When used in dusty conditions, for example, after some time they become dirty and lose contact with the switch bar. To repair this multimeter assembly, it is enough to remove the printed circuit board from its body and wipe the contact tracks with a cotton swab dipped in alcohol. Then a thin layer of high-quality technical Vaseline should be applied to them.

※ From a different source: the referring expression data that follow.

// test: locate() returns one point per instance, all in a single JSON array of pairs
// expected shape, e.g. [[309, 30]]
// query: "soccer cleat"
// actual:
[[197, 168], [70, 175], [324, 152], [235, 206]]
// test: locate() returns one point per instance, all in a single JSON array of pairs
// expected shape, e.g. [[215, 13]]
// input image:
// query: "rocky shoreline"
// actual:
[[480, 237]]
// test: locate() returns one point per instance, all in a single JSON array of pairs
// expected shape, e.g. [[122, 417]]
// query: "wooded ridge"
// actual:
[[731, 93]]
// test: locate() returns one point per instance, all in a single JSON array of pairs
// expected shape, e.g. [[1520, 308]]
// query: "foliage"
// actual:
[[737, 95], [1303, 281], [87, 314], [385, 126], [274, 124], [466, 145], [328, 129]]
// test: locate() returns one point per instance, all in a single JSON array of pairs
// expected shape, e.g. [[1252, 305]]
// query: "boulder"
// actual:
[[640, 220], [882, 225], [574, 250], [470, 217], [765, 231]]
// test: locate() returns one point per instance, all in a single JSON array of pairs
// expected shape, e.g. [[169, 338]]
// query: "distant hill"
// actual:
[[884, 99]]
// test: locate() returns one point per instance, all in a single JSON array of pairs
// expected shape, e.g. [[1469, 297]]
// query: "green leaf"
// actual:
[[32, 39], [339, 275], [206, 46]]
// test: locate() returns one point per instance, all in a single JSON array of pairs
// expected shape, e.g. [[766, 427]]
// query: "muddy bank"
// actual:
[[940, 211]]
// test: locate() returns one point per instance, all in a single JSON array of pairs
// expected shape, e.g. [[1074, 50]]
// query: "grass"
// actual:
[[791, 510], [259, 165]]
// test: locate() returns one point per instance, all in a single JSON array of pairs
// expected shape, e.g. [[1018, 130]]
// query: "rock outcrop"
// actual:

In conclusion, we note that if factory “missing connections” or shorted contacts in the multimeter are detected, these defects should be eliminated by using a low-voltage soldering iron with a well-sharpened tip. If you are not completely sure of the cause of the device failure, you should contact a specialist in the repair of measuring equipment.

Like any other item, a multimeter can fail during operation or have an initial, factory defect that went undetected during production. In order to find out how to repair a multimeter, you should first understand the nature of the damage.

Experts advise starting the search for the cause of the malfunction with a thorough inspection of the printed circuit board, since short circuits and poor soldering are possible, as well as defective pins of elements at the edges of the board.

Manufacturing defects in these devices appear mainly on the display. There can be up to ten species (see table). Therefore, it is better to repair digital multimeters using the instructions that come with the device.

Defect	Cause	Solution
When the device starts up, the screen lights up and slowly goes out.	Indicates a breakdown of the master oscillator, from where the signal is supplied to the screen substrate	It is necessary to check two elements: C1 and R15
During startup, the screen lights up and slowly goes out, but without the back cover the problem does not occur	When the lid is closed, the contact coil spring presses on resistor R15 and closes the master oscillator circuit	You can bend or shorten the spring itself
The screen indicators change from 0 to 1 when the device is turned on in voltage measurement mode	The reason may be poorly soldered, defective capacitors: C4, C5 and C2 and resistor R14	You need to solder them or install new ones
The device takes too long to reset to zero	Reason: poor quality capacitor SZ at the input
The readings on the screen take a long time to set when changing resistances	This happens due to a poor-quality capacitor C5	It is worth replacing it with another one with a lower absorption coefficient
The device does not work correctly when each mode is turned on. IC1 is overheating	This occurs due to the shorting of the long pins of the transistor test connector	You just need to open the leads
The readings jump when the voltage changes: instead of 220 volts they show from 200 to 240 volts	The reason is the loss of capacitance of the SZ capacitor due to its poor soldering, soldering of leads, or the absence of the capacitor itself	It is necessary to replace a working capacitor with a low absorption coefficient
When turned on, the device either beeps or is silent during dialing	Occurs due to poor-quality soldering of the pins of the IC2 chip	To solve, you need to solder the pins
Disappearing segments on the screen	Poor contact of the screen with the board contacts through the conductive inserts	It is necessary to correct the conductive rubber inserts, clean the contacts with alcohol and tin the contacts on the board

The same breakdowns can occur after use. The malfunctions described above may also appear during operation. However, if the device operates in constant voltage measurement mode, it rarely breaks down.

The reason for this is its overload protection. Also, repairing a faulty device should begin with checking the supply voltage and the functionality of the ADC: stabilization voltage of 3 V and the absence of breakdown between the power pins and the common pin of the ADC.

Experienced users and professionals have repeatedly stated that one of the most likely causes of frequent breakdowns in the device is poor quality manufacturing. Namely, soldering contacts using acid. As a result, the contacts simply oxidize.

However, if you are not sure what kind of breakdown caused the device to not work, you should still contact a specialist for advice or help.